Queermedian Paula Poundstone turns single parenting into laughs

SHE’S ALL EARS | Queen of improv Paula Poundstone riffs on everything from being the single mother of three to her views on religious opposition to same-sex marriage.

JENNY BLOCK  | Contributing Writer


Lakewood Theater, 1825 Abrams Parkway. June 2 at 8 p.m.  $30–$105. LakewoodTheater.com.


Like most parents, Paula Poundstone has a million stories about her kids. Unlike most parents, Poundstone has a comic’s timing that makes even the most familiar tale sound newly hilarious. Except that she insists there’s no embellishing — that’s just the way it is.

“My daughter has this thing where she pretends that she doesn’t know how to do something and you explain it to her; later, you find out she is secretly running a bank,” she says.

Well, maybe a little embellishment.

“When she grows up, I’ll think she’s not functional when she’s really the CEO of a company. She has a whole life I don’t know anything about. She could buy and sell me,” Poundstone says. Parenting to her is like one of her favorite children’s books, The Night I Followed the Dog, where a child follows his dog one night only to see him slip out the doggie door, jump into a cab and head to a club.

“The funny thing is, I can bitch about parenting. I can complain real good about it. But if I could push a button and start it all over again, I would do it in a heartbeat. A friend of mind said to me one time. ‘You would still make mistakes but different ones,’” she says.
It’s clear Poundstone adores her children … and it helps explain why she likes quick trips when she does an out-of-town show, as she does June 2 when she’ll be performing a set at the Lakewood Theater in East Dallas. But it still keeps her up at night.

“Every now and then I vent [at the kids],” she says of the parenting challenge. “It isn’t like every day I get up and try to articulate the meaning of life or something. I fall asleep thinking, ‘If only I had the right words, then I will see a light go on.’ So far, no-go.”

As the single parent of three — now ages 21, 18, and 14 — Poundstone riffs that the real challenge is “that my children haven’t been any different at any age. The things that make parenting raggedy [for other people as their kids get older] don’t happen.
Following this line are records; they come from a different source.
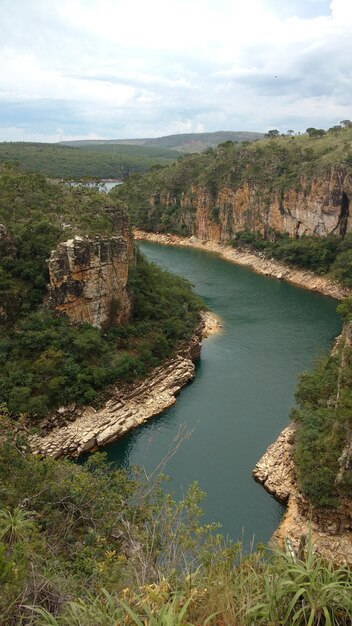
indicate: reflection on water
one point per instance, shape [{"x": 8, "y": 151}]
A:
[{"x": 243, "y": 390}]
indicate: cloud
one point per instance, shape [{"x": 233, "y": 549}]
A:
[{"x": 109, "y": 68}]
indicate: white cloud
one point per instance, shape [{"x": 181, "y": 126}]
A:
[{"x": 136, "y": 68}]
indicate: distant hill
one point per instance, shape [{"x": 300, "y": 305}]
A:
[
  {"x": 187, "y": 142},
  {"x": 66, "y": 161}
]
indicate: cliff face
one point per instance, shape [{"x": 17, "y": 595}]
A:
[
  {"x": 88, "y": 279},
  {"x": 330, "y": 528},
  {"x": 319, "y": 206}
]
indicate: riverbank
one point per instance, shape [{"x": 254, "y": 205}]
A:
[
  {"x": 72, "y": 431},
  {"x": 261, "y": 265},
  {"x": 330, "y": 529}
]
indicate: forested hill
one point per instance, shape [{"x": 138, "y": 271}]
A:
[
  {"x": 182, "y": 142},
  {"x": 45, "y": 360},
  {"x": 261, "y": 193},
  {"x": 61, "y": 161}
]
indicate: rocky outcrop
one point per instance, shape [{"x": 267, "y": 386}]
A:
[
  {"x": 317, "y": 206},
  {"x": 126, "y": 409},
  {"x": 88, "y": 279},
  {"x": 331, "y": 529},
  {"x": 73, "y": 431},
  {"x": 257, "y": 262}
]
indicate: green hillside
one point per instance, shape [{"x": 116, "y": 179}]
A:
[
  {"x": 61, "y": 161},
  {"x": 183, "y": 142},
  {"x": 46, "y": 361}
]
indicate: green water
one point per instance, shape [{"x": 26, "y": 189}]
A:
[{"x": 243, "y": 390}]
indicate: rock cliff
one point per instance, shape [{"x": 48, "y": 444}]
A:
[
  {"x": 330, "y": 528},
  {"x": 88, "y": 279},
  {"x": 316, "y": 206},
  {"x": 7, "y": 245},
  {"x": 72, "y": 430}
]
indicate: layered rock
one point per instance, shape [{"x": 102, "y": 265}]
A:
[
  {"x": 318, "y": 206},
  {"x": 126, "y": 409},
  {"x": 330, "y": 529},
  {"x": 73, "y": 431},
  {"x": 88, "y": 279},
  {"x": 256, "y": 261}
]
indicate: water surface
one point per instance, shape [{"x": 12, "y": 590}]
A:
[{"x": 243, "y": 390}]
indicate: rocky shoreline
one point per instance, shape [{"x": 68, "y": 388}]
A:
[
  {"x": 330, "y": 529},
  {"x": 71, "y": 432},
  {"x": 256, "y": 262}
]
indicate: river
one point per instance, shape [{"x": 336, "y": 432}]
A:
[{"x": 243, "y": 390}]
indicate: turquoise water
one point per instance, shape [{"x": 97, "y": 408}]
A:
[{"x": 243, "y": 390}]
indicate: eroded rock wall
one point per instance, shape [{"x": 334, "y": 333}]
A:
[
  {"x": 88, "y": 279},
  {"x": 319, "y": 206},
  {"x": 330, "y": 528}
]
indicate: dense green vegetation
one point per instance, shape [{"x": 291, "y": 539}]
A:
[
  {"x": 91, "y": 546},
  {"x": 271, "y": 165},
  {"x": 318, "y": 254},
  {"x": 324, "y": 421},
  {"x": 182, "y": 142},
  {"x": 44, "y": 360},
  {"x": 97, "y": 161}
]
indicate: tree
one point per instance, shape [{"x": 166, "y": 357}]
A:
[
  {"x": 315, "y": 132},
  {"x": 271, "y": 134}
]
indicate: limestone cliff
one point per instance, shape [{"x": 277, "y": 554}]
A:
[
  {"x": 88, "y": 279},
  {"x": 330, "y": 528},
  {"x": 317, "y": 206}
]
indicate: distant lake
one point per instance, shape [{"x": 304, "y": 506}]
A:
[{"x": 103, "y": 185}]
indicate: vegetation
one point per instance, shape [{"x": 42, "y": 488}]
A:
[
  {"x": 91, "y": 546},
  {"x": 161, "y": 199},
  {"x": 46, "y": 361},
  {"x": 317, "y": 254},
  {"x": 96, "y": 161},
  {"x": 324, "y": 422}
]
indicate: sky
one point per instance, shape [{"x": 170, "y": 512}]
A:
[{"x": 115, "y": 69}]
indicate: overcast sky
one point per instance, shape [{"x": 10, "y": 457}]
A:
[{"x": 74, "y": 69}]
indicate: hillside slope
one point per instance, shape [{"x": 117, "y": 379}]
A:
[
  {"x": 64, "y": 161},
  {"x": 183, "y": 142}
]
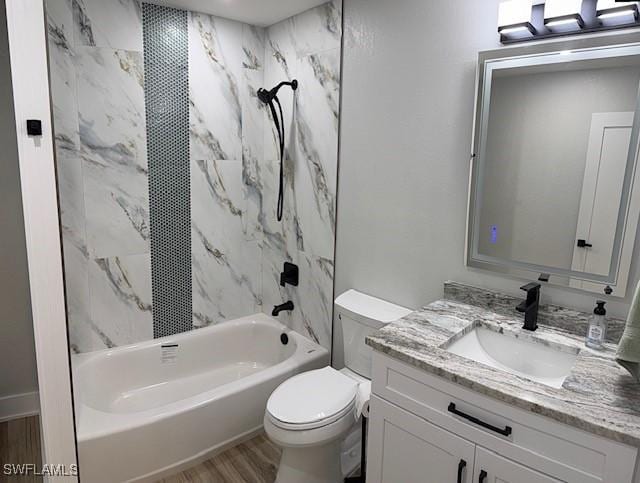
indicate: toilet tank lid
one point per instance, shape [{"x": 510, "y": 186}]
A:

I’m like, ‘No, no. She was like that when she was 4.’ I don’t mind having problems. I just would like to have different problems. Does it have to be the same fucking thing every day?”

Poundstone became famous for the same quick-on-her-feet, stream-of-consciousness improv that marks her interview style. But it wasn’t always that way. When she started her career, Poundstone performed the more standard standup style.

“I tried really hard to do that because that’s what I thought I was supposed to do,” she says. But it didn’t work for her.

“Back in Boston, there would be these open mike nights; you get five minutes. I would try really hard to write my five minutes and do it, and every time something would go wrong. I’d forget or be distracted. There is nothing worse than a surly group of comics pinched because you didn’t get off on time. I was always chastising myself for not doing the right things.

Eventually, 32 years later, I realized that I wasn’t doing anything wrong,” she says.

Things are different now — for one she’s Paula-frickin’-Poundstone.

“I do the time-honored ‘Where are you from, what do you do for a living?’ lines,” she says. “I usually use that to set my sails. Then go off on something I have material for. Some people have actually thought I used plants in the audience,” though she never has — she doesn’t need to.

Poundstone has plied her skills for the past 10 years on the NPR news quiz show Wait, Wait Don’t Tell Me, where her snarky one-liners have made her one of the show’s most popular panelists.

“It has been a romp,” she says. “It’s like being a batter in a batting cage. All the guys I work with are brilliant, which makes me look stupid.”

Poundstone isn’t all jokes and funny parenting stories; some issues inflame her passions, such as same-sex marriage. And quite frankly, she doesn’t understand the problem right-wingers have with it — especially those who base their opposition on religious grounds.

“Instead of micromanaging other people’s lives, just let God do it,” she says. “Get your revenge that way. [After we all die, those against same-sex marriage] can be strumming harps,

watching gays turning on spits in Hell. I think this could satisfy both groups.”

Suddenly, a light does go on.

“I am a goddam genius,” she says. “I don’t know how I function in this world.”

This article appeared in the Dallas Voice print edition May 25, 2012.